It’s the fourth quarter of the calendar year, and your strategic planning activities are likely to be in full swing (if not already completed). As a communicator, it’s essential that you have a seat at the planning table to ensure effective communications are a key element of the plan. Few things are more critical to your organization’s (and your own) success.
When discussions turn to performance goals and associated strategies, raise these questions: What audiences are key to our success? What do we want them to think and do?

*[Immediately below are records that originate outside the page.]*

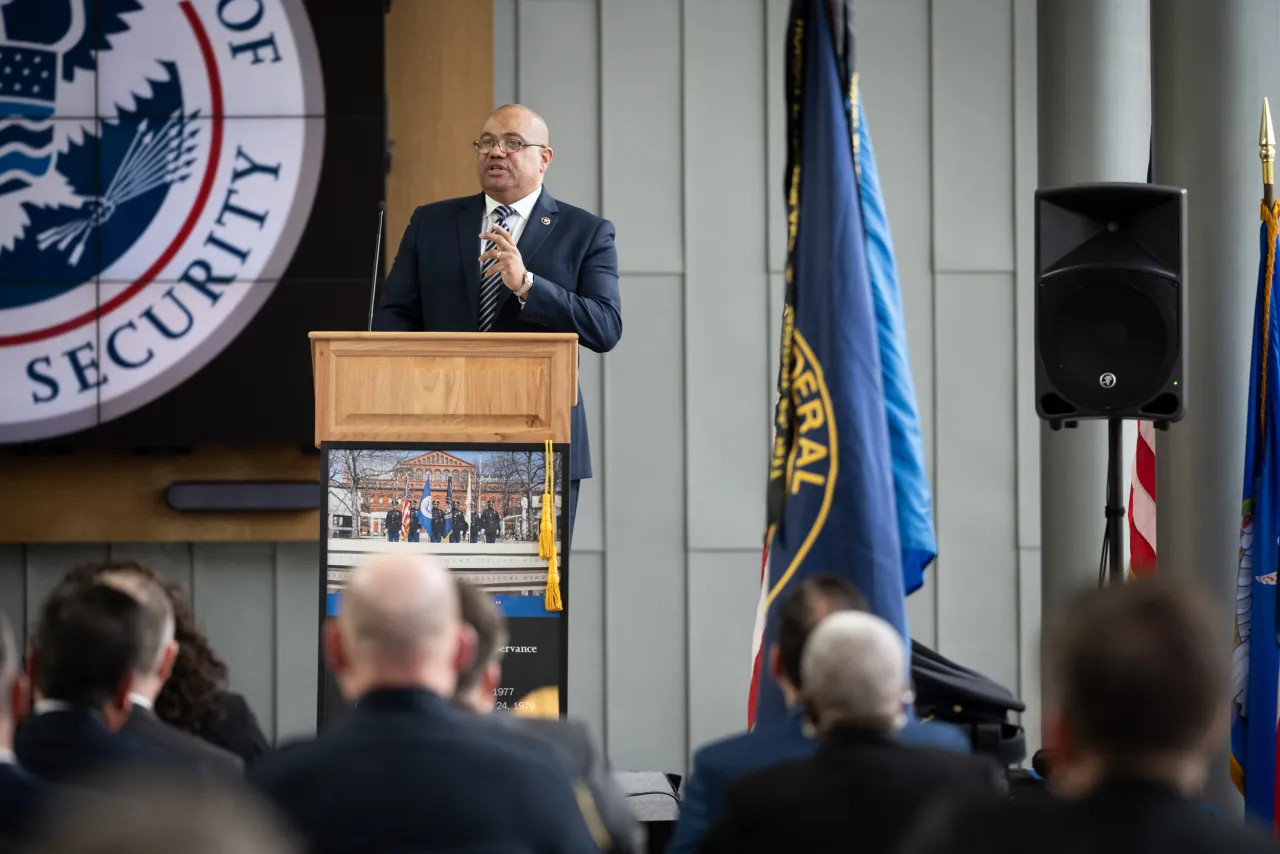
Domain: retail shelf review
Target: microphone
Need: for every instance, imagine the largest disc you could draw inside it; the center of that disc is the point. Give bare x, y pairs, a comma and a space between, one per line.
378, 263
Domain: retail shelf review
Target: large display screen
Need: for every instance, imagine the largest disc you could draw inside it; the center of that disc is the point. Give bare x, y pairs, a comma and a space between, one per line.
187, 187
478, 511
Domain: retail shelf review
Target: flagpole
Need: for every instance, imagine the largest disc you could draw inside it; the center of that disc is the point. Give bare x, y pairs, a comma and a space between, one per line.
1267, 154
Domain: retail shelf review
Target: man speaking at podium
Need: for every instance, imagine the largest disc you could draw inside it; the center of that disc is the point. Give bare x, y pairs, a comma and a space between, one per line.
510, 259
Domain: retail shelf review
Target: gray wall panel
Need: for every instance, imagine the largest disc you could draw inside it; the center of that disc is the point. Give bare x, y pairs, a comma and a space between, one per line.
777, 298
170, 560
1025, 181
973, 183
922, 611
504, 21
589, 526
586, 639
723, 592
726, 292
644, 590
233, 592
1029, 642
640, 76
977, 505
297, 638
558, 63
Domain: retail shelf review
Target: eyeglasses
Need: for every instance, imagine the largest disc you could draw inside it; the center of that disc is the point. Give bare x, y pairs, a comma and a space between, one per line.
507, 146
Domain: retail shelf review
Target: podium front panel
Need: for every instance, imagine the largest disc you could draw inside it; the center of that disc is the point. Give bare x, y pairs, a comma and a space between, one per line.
478, 508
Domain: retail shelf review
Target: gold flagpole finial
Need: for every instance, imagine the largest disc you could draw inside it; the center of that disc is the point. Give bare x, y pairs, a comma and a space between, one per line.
1267, 153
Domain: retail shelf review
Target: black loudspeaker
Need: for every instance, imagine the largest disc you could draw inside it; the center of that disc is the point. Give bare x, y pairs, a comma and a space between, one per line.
1110, 302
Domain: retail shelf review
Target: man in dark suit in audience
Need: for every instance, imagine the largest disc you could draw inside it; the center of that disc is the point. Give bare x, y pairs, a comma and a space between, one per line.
720, 762
616, 829
22, 797
862, 789
510, 259
406, 770
83, 660
1138, 695
155, 662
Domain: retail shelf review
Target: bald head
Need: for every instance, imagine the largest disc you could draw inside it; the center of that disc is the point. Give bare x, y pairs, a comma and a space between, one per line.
854, 670
156, 611
398, 610
513, 151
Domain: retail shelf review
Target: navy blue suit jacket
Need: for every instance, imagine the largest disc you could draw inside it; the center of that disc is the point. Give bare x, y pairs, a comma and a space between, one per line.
68, 747
406, 771
434, 283
717, 763
22, 798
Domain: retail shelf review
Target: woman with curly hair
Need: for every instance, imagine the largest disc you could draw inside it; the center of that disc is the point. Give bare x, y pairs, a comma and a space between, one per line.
195, 698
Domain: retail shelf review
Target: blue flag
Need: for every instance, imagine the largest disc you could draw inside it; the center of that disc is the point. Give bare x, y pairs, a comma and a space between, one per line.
424, 506
1256, 663
448, 510
832, 496
910, 480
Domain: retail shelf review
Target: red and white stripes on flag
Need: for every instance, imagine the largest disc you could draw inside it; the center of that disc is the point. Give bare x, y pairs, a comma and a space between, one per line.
762, 612
1142, 503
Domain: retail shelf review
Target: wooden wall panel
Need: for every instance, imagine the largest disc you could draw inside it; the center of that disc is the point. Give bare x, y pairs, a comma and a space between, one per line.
118, 497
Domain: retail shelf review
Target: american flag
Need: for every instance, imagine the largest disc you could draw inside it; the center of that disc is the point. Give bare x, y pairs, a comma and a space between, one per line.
1142, 503
406, 508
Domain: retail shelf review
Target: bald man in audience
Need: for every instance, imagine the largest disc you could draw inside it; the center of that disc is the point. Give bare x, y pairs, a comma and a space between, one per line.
1137, 707
862, 789
407, 770
790, 738
156, 656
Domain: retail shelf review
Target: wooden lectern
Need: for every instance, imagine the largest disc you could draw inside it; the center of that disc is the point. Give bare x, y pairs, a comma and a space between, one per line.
410, 421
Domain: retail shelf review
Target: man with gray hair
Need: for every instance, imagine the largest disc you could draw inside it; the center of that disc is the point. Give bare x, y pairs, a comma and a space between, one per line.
434, 776
862, 785
156, 656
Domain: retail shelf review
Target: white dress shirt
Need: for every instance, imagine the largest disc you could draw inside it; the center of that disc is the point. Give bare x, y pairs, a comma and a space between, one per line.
515, 222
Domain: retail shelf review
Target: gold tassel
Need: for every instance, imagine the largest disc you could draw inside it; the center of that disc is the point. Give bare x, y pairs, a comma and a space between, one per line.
547, 534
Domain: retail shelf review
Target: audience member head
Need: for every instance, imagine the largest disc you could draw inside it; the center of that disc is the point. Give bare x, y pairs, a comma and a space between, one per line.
13, 684
146, 816
86, 649
813, 599
1138, 685
854, 674
398, 628
510, 176
191, 697
159, 649
476, 683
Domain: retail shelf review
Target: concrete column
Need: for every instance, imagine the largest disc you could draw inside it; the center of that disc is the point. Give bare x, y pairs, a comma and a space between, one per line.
1095, 124
1211, 65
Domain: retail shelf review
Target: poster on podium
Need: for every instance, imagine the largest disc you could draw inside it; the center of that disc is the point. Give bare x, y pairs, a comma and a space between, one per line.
478, 510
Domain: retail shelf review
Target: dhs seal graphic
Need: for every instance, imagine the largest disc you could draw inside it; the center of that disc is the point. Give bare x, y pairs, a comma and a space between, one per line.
150, 192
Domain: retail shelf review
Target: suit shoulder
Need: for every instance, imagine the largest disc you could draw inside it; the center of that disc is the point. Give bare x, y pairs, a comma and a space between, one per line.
580, 215
722, 753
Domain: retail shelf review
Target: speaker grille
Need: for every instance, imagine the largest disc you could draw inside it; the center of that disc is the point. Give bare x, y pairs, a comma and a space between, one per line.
1109, 337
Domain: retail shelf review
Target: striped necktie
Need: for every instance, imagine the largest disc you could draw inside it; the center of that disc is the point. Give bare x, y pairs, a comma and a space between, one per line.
490, 279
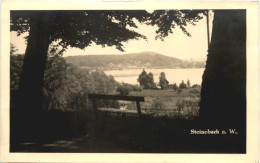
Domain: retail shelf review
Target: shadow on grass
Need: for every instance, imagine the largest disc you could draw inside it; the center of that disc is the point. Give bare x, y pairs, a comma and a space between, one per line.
84, 132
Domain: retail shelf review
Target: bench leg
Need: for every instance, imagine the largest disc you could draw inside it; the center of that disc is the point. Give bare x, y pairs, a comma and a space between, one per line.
138, 108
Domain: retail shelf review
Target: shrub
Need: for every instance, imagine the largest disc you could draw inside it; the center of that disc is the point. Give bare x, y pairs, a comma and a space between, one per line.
158, 104
182, 85
175, 87
195, 90
124, 89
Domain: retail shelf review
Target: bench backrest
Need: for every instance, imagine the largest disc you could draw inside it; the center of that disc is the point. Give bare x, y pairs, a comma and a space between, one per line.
117, 97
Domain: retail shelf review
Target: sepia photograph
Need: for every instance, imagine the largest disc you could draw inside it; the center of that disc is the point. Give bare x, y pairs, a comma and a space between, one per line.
140, 81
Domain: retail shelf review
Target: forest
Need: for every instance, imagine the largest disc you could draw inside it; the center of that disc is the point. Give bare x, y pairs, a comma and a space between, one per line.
48, 94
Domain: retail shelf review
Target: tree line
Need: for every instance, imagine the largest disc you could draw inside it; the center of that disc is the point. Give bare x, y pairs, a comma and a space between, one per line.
146, 81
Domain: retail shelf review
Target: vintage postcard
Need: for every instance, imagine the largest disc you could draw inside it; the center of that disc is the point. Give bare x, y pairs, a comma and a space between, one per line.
129, 81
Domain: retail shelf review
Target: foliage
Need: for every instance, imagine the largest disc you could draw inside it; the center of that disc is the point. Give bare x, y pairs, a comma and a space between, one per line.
188, 83
66, 87
195, 90
175, 87
125, 88
13, 49
146, 80
158, 104
182, 85
136, 60
163, 82
195, 86
179, 90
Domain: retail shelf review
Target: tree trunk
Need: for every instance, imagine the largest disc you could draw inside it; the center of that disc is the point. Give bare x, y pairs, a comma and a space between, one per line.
26, 116
223, 94
31, 81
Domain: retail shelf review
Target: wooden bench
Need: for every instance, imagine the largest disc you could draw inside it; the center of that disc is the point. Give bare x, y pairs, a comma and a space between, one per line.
138, 99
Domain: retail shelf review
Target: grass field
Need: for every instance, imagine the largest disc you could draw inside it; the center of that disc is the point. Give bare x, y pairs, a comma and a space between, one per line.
169, 102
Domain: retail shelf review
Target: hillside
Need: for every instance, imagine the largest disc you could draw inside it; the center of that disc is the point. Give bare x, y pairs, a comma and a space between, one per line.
132, 60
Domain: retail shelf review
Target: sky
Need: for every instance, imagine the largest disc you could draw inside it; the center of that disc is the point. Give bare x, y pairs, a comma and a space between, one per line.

It’s helpful to imagine your audiences are concentric circles. Focus on answering the questions for each audience, starting from the innermost circle: shareholders and funders.
Shareholders and funders.
Perceptions of your brand, your current performance, and your future prospects have a direct, tangible impact on how investors and analysts value your company. If you are not a public company, the awareness and attitudes of donors and other funders is equally critical and needs to be shaped strategically.
Employees and partners.
Do your employees know what to do and why? Are they married to your mission and motivated to perform? Are your business partners (retailers, distributors, other intermediaries) serving as educated, enthusiastic advocates for your brand? What are you doing to ensure this is the case?
Customers and consumers.
Perhaps the most obvious audiences in any planning effort are customers (if you’re B2B) and consumers. Most of us plan for them already, but many organizations fail to devote resources to refreshing their customer and consumer understanding. Your plans should always be based on current quantitative and qualitative research. Communication is a two-way street… are you listening?
The “public” sector.
This includes the media, elected officials, regulators, and other community stakeholders who have an interest in what you do and influence over your operating environment. To create a climate that is optimal for success, you must manage these audiences strategically and systematically.
Communications and their supporting technology form the central nervous system of your organization. As your plans emerge for the coming year, challenge each goal and strategy in a productive way. Tease out the communications need and resources that are required, and prepare yourself to succeed.